Mutig, progressiv, experimentell - alles Worte, die eine Kunst beschreiben, die Grenzen überschreitet und Veränderungen schafft. All diese Eigenschaften werden auch mit einem oft gebrauchten, aber manchmal falsch verstandenen Ausdruck in Verbindung gebracht - nämlich die Avantgarde.

Die grundlegende Bedeutung des Begriffs

Der französische Begriff, der am ehesten mit "Vorhut" oder "Vorkämpfer" übersetzt wird, bezieht sich auf ein visionäres und seiner Zeit vorauseilendes Phänomen.

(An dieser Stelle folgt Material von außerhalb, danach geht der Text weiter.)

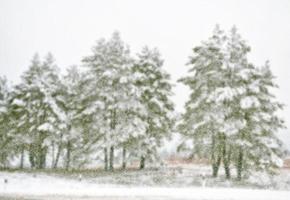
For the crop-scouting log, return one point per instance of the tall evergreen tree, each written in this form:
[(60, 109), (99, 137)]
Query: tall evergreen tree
[(223, 113), (155, 88), (35, 111), (111, 93)]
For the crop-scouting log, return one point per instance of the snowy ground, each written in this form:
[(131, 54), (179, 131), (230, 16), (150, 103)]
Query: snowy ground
[(176, 183)]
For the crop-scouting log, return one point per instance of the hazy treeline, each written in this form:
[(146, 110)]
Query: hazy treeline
[(116, 109)]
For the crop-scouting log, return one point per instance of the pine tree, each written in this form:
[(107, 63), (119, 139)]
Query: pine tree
[(108, 69), (35, 111), (6, 140), (227, 108), (203, 115), (155, 88)]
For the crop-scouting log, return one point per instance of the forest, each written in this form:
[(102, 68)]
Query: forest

Häufig verwendet, um über künstlerische Beiträge zur Gesellschaft und Kultur zu diskutieren, ist die Avantgarde für einige der prägendsten Werke der Geschichte verantwortlich. Aber wie lässt sich die Avantgardekunst überhaupt kategorisieren? Wer sind die vorausschauenden Künstler, die die Risiken eingegangen sind, um gravierende Veränderungen und Richtungswechsel zu bewirken, die heute de Verlauf der Kunstgeschichte bestimmen?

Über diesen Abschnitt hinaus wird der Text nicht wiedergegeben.